From Question 2, we see four groups’ x have the same mean, i.e., 9, and the same variance, i.e., 11.

From Question 2, we see four groups’ y have the similar mean, i.e., 7.50, and the similar variance, i.e., 4.13.

From Question 2, we see four groups’ x and y have the similar correlation, i.e., 0.816.

From Question 5, we see four groups’ linear regression model is similar, i.e., y=3+0.5x with Adjusted R-squared 0.629.

From the perspectives of statistical summary, four groups seem to be identical.

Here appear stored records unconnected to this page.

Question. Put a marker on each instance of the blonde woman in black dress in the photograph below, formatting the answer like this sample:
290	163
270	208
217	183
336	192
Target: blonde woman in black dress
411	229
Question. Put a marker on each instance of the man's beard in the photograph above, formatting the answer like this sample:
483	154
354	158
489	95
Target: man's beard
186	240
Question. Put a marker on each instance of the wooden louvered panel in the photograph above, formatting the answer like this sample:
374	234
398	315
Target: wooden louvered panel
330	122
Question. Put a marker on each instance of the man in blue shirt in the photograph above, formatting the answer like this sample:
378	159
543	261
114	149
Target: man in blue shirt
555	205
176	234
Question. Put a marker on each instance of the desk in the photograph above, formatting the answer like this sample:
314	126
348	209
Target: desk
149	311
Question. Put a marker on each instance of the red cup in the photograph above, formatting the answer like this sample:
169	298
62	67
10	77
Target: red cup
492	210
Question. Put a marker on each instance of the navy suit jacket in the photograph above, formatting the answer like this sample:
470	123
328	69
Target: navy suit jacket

However, from Question 3 & 4, we see four graphs are different. Group 1 may follow a linear relationship with seasonality. Group 2 rather follow a curve relationship. Group 3 follows a good linear relationship except one outlier. Group 4 has constant x values except one outlier.

Without the visualization, wrong conclusions can be obtained in this case. Hence, Anscombe’s Quartet values the importance of data visualization.